But after death their wasted days shoot stars
Across the jagged course, the Dragon’s Tail,
And light the chain of chasms where their fall
Sundered a plain. The livid cage-like bars
Wherein they blundered will dissolve like hail
And carrion fate resolve in clarion call.

('Sonnets of the Twelfth House')
it is apparent that key features are unhappiness, those Twelfth House feelings, and passion: the tone is completely undetached, it is frustration which blows up eventually to geological scale – tearing the landscape apart. The poem is about passion surviving death. This matches the luxuriously staged suffering of 1940s melodramas. Another poem about passion after death is ‘Fossil Bird’:

A changing world fell on me as I slept:
Yet, crushed in two dimensions, have I kept
The pattern of my predatory lust
Impregnable against the earth’s slow rust.

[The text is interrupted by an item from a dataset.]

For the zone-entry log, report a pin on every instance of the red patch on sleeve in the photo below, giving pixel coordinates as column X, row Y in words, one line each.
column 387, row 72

She says the rock “has tried a million years/ To breach the prism of my crystal fears.” I looked at a whole lot of poetry written in the 1970s, and found an isolated group of poets who wrote in a melodramatic style, like Beecham’s, and who had all been active in the 1940s. I think we have a generational shift whereby poetry in this manner ceased to be written, and this is co-ordinated with shifts in acting style and in the wider cinematographic array of British films, advancing during the 1950s but stemming from a documentary tradition which goes back to the 1930s or arguably even earlier. The poets who continued to write in this florid manner were Jack Beeching, Kathleen Raine, and George Barker. Take this passage from Beeching:

Mordant on retina as acid smoke,
Hot dreams of eremite, or prisoner,
Degrade the vigil with a Judas kiss.
Only a lover’s bodily embrace
Tattoos a never-fading cicatrice.
(from “Words and Deeds”)

This was published in 1970, but is strikingly like Beecham’s 1957 poems. It sticks out in 1970, because it is surrounded by poets whose style it has nothing in common with. I would like to quote a poet who faded after the 1940s, Dunstan Thompson wrote a poem which equates sex with being devoured:

The lion is like him and the elusive leopard:
Nine lived, he ranges – killer cat – my heart.
Green is the hanging moss, and green the jungle
Creeper: green where the gold plantations part
Their bamboo branches for a murderer's head.
In green courts he eats meat from the green dead.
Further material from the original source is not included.